In the video below, Carly Stasko, a culture jammer questions “we’re just ‘spose to sit back and take in like all the streaming commercials and television and messages and I’m just ‘spose to take it in… and it’s all ‘spose to stay inside?? no way!”

Carly discusses the point of creating a dialogue where there isn’t one; something I did not do.  Our environments are filled with messages and it impacts us as people, but sometimes we should impact back with a response.

Like most teenage girls, Carly felt terrible whenever she looked at a teen magazine; “buy this lipstick”, “wear size 8 miniskirts”, “look sexy”. Do advertisers really want a mindless tramp army of teens? Well I guess if they’re selling their products (and making sales!), that’s all that really cares (to them).  This is where culture jamming comes into play.

In order to jam an ad, you have to understand it so you can manipulate it to speak in the same language.  This is something I was lucky enough to learn in my third year of my undergraduate course – deconstructing an ad, understanding the semiotics of it.
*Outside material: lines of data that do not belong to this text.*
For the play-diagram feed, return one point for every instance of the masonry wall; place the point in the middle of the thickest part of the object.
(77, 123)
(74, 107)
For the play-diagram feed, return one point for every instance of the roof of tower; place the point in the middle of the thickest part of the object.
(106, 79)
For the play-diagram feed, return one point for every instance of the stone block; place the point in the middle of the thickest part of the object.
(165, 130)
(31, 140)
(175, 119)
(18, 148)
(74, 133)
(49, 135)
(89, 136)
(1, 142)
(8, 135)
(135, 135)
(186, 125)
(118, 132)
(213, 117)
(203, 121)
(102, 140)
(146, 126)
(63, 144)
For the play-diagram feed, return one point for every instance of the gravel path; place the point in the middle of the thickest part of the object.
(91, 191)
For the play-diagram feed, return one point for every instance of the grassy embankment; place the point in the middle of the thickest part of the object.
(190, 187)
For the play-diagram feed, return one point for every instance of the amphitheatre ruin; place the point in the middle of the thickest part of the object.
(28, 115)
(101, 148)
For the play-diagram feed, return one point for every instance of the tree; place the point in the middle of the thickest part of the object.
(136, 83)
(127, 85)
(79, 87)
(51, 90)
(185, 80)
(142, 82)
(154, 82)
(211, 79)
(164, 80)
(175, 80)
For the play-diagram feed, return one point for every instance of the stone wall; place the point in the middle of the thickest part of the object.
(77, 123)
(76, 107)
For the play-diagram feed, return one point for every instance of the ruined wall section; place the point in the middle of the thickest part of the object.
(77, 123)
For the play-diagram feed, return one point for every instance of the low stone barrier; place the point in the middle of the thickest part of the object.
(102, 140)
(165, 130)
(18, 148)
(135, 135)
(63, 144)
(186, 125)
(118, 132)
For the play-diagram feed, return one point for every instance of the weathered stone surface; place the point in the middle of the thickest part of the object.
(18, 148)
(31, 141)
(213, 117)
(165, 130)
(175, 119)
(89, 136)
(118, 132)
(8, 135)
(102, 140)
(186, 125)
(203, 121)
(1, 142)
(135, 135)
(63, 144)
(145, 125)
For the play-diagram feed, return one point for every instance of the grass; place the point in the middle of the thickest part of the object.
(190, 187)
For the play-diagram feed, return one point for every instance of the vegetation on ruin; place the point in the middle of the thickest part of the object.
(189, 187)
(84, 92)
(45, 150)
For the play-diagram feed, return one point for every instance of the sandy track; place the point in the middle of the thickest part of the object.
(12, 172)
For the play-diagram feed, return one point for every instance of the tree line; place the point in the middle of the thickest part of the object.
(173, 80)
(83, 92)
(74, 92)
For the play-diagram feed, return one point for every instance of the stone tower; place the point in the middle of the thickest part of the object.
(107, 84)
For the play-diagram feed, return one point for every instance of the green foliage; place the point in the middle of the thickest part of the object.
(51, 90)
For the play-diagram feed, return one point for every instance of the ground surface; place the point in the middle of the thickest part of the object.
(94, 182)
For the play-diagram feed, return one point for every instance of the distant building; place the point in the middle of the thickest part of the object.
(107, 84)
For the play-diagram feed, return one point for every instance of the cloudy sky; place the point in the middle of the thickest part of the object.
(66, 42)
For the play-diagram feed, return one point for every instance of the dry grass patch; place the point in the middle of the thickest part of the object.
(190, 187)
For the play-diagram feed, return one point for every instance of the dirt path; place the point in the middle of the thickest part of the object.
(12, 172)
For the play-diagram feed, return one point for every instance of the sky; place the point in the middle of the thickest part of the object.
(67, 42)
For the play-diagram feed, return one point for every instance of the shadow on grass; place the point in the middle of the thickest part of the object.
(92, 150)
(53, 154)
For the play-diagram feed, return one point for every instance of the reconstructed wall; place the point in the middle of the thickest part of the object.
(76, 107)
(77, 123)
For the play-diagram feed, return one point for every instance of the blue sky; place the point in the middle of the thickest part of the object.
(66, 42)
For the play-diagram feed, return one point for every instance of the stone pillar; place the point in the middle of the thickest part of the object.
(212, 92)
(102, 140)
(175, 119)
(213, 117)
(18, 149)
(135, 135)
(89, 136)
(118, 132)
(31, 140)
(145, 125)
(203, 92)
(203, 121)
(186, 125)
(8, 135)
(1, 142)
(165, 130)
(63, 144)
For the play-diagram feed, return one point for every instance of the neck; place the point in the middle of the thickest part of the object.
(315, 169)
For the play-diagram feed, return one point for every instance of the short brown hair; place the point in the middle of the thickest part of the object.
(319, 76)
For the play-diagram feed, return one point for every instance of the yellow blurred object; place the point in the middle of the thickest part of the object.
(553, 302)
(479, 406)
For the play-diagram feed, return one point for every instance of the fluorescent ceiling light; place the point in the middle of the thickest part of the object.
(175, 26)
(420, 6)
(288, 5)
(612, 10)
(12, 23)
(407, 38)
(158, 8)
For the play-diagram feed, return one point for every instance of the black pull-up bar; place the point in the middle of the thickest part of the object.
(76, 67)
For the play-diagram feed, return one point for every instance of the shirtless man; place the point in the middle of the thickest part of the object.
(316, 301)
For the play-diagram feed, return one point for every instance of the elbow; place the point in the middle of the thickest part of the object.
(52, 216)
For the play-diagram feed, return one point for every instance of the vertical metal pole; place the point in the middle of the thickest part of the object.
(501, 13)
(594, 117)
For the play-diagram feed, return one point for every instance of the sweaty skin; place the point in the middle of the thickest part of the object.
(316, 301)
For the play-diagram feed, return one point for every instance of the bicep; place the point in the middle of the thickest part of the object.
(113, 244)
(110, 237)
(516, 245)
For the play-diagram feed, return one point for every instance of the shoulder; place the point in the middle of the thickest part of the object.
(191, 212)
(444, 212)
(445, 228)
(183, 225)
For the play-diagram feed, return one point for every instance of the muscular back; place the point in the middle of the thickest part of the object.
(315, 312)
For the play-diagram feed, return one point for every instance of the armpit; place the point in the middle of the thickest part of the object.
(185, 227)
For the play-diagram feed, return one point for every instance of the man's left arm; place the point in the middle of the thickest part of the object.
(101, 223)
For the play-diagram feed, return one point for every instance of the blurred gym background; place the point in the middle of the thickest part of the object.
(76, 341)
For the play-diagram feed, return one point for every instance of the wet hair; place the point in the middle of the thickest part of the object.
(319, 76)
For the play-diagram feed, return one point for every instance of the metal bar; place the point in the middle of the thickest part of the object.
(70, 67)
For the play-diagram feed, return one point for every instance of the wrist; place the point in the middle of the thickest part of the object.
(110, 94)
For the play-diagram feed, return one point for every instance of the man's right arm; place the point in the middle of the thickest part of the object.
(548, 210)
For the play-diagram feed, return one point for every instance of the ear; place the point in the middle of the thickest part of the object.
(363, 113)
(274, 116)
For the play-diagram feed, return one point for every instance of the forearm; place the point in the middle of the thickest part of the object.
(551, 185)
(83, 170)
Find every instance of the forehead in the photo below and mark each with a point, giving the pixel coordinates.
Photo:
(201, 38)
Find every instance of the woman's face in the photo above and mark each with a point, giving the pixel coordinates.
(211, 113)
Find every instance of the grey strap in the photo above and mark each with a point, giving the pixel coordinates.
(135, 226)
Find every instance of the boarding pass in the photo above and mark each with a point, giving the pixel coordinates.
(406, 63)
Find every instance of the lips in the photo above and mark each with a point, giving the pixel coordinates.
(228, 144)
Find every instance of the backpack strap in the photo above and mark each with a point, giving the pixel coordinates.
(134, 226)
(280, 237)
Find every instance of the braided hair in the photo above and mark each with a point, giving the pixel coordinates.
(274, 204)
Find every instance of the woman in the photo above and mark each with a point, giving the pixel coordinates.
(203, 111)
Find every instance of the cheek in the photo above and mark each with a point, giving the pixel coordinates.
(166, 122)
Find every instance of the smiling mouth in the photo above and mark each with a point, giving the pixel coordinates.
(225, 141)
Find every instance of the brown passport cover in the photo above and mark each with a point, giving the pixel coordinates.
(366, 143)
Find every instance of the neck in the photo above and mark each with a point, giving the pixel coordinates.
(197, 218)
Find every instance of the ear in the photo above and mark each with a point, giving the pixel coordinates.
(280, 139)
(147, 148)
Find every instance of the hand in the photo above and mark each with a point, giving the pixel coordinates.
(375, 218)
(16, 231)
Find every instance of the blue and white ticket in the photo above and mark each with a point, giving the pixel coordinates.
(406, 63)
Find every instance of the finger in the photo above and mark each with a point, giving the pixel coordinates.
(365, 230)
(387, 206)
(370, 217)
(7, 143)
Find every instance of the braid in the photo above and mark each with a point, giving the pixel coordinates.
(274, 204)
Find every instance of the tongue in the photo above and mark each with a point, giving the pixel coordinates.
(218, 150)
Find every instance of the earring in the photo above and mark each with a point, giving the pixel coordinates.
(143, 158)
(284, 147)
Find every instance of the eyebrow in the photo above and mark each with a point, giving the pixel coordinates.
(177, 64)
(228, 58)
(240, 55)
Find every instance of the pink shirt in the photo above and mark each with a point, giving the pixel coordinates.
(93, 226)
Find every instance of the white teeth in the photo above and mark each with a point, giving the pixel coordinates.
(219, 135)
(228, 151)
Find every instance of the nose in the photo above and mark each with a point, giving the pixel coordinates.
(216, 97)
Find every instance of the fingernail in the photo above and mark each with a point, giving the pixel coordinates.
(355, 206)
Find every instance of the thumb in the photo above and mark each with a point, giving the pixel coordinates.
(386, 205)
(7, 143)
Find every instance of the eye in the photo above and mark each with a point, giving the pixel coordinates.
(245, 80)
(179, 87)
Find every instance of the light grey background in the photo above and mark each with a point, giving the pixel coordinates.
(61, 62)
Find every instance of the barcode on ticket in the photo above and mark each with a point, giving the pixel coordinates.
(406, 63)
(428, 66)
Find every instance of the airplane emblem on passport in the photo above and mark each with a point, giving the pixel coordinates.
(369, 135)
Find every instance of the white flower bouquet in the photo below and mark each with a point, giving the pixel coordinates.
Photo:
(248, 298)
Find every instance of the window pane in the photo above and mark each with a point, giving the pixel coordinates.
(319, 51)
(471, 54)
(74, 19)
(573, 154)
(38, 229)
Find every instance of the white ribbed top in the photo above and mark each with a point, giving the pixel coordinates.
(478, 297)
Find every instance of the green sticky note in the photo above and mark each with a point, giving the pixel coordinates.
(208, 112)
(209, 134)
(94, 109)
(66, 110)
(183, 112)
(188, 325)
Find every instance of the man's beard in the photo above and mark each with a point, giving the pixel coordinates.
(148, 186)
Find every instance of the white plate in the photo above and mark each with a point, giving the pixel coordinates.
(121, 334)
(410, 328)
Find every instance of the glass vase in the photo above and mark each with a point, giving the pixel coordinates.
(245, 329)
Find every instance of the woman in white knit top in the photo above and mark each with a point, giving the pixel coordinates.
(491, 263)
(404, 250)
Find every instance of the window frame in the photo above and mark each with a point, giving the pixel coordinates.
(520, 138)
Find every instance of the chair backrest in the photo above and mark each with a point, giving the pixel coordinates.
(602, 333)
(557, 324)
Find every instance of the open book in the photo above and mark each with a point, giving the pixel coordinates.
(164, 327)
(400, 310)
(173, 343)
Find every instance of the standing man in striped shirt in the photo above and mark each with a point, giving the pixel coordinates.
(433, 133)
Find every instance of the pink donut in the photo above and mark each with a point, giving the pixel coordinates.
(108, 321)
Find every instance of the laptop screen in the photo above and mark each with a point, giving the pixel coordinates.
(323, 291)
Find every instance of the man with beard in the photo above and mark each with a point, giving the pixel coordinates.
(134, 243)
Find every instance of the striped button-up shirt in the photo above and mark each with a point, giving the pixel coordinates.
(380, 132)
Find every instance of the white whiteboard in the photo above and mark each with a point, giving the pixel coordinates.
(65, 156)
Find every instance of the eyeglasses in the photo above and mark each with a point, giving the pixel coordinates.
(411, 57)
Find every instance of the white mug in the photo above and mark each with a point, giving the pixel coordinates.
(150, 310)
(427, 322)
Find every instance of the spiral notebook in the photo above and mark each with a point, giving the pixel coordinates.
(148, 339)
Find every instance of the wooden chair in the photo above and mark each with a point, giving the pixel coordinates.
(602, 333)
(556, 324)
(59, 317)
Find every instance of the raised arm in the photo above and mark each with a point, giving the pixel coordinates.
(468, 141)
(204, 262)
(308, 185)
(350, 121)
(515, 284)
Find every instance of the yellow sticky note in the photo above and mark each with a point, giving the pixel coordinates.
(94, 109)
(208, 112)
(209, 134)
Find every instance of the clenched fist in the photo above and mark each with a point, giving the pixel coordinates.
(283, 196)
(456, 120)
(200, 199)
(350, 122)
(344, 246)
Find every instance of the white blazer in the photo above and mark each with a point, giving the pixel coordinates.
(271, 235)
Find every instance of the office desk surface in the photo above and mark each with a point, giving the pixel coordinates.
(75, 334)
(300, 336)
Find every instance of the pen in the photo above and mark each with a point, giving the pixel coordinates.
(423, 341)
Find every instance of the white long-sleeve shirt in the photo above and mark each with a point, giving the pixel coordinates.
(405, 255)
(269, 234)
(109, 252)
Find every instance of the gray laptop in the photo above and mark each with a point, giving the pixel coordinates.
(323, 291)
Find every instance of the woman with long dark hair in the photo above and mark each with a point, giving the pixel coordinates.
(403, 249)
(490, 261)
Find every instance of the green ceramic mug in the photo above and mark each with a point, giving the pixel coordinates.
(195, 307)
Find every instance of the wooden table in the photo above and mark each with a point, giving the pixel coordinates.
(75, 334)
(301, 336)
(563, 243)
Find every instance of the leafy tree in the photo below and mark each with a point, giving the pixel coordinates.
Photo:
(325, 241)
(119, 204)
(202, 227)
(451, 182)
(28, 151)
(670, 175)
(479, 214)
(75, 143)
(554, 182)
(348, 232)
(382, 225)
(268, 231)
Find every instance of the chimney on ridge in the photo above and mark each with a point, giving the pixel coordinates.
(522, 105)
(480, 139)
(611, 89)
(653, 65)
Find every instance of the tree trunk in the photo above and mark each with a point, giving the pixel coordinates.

Everything in an ad is there for a reason. Sometimes this reason can simply be to portray an expensive taste to a product, right down to hiding macro issues of the company or product itself, take for example Nike.

Nike was under fire in the 1990’s when it came to light their products where manufactured in sweatshops in third world countries. These people were underpaid, worked in terrible poor conditions, whilst the products themselves would sell for hundreds of dollars. This may have been one of the most recognisable culture jams to the world, as it played on memes that anyone anywhere could understand the restructured message to the brand.

One more important thing Carly brings up is the term “Mind Share”. This can be explained as the constant war for brain territory, that companies are more concerned with their mind share in youth population and exactly how you perceive and recognise their brands/logos. For me, Mac certainly now how a segment of my mind share, invading my own privacy to thought and decision making. With culture jamming, it threatens these companies’ mind share to consumers, as it makes individuals think for themselves and become educated about issues and facts that are often hidden and not discoverable on the front of an advertisement.

So since when are your eyes for rent? As it appears, they always have been. Always on the lookout for another catchy tenant who will pay the bills with product lines and the oh so great feeling of consumption.  But once that consumption is overfilled, it’s only a matter of time before the landlord / YOU can step up, kick them out and have a say back, in a form that only that tenant understands.